Nous nous souffrirons à parler de lui, tant que jour et lieu sera, et parlerons d’Angleterre. Après le département de celle chevauchée que les oncles du roi firent vers Acquesuffort contre le duc d’Irlande, et que toutes manières de gens d’armes furent retraits en leurs manoirs, se tinrent le duc d’Yorch et le duc de Glocestre et l’archevêque de Cantorbie en la cité d’Acquesuffort, je ne sais quants jours : et là furent décollés les deux chevaliers qu’on disoit le petit Beauchamp et messire Jean de Sallebery. Celle justice faite, les oncles du roi retournèrent à Londres, et s’y tinrent un temps pour savoir et ouïr s’ils orroient nulles nouvelles du roi ; et nulles nouvelles n’en oyoient, fors tant que le roi se tenoit à Bristo.

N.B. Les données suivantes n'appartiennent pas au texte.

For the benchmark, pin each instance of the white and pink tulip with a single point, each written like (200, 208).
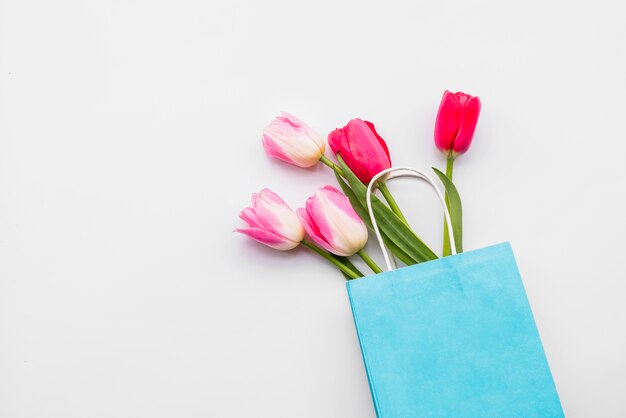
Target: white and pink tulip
(293, 141)
(272, 222)
(332, 223)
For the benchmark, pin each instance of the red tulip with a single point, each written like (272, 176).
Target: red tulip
(362, 149)
(456, 122)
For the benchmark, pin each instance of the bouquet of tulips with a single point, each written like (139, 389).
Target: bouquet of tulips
(334, 222)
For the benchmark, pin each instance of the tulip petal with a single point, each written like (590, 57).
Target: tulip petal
(468, 121)
(348, 232)
(361, 147)
(447, 123)
(312, 230)
(381, 141)
(274, 150)
(273, 214)
(268, 238)
(292, 141)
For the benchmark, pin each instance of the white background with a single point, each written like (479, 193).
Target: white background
(130, 139)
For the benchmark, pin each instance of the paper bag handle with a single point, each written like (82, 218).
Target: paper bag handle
(404, 172)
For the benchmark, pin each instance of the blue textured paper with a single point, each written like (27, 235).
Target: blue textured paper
(453, 337)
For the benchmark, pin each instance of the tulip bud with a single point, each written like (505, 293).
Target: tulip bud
(292, 141)
(361, 148)
(456, 122)
(272, 222)
(332, 223)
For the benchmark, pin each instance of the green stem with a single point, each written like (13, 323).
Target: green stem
(345, 269)
(392, 202)
(368, 260)
(332, 165)
(446, 234)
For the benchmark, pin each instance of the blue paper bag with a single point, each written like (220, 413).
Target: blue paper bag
(453, 337)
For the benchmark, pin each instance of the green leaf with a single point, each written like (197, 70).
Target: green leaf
(389, 223)
(455, 209)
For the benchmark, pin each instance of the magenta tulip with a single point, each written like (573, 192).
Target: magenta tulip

Or fut conseillé à Westmoustier, par l’incitation et promouvement de l’archevêque de Cantorbie, que ce seroit bon qu’on allât honorablement devers le roi à Bristo ; et lui fut remontré certainement, comme il avoit été un temps contre la

  1. Les ducs d’York et de Glocester et le comte de Hainaut étaient fils de deux sœurs.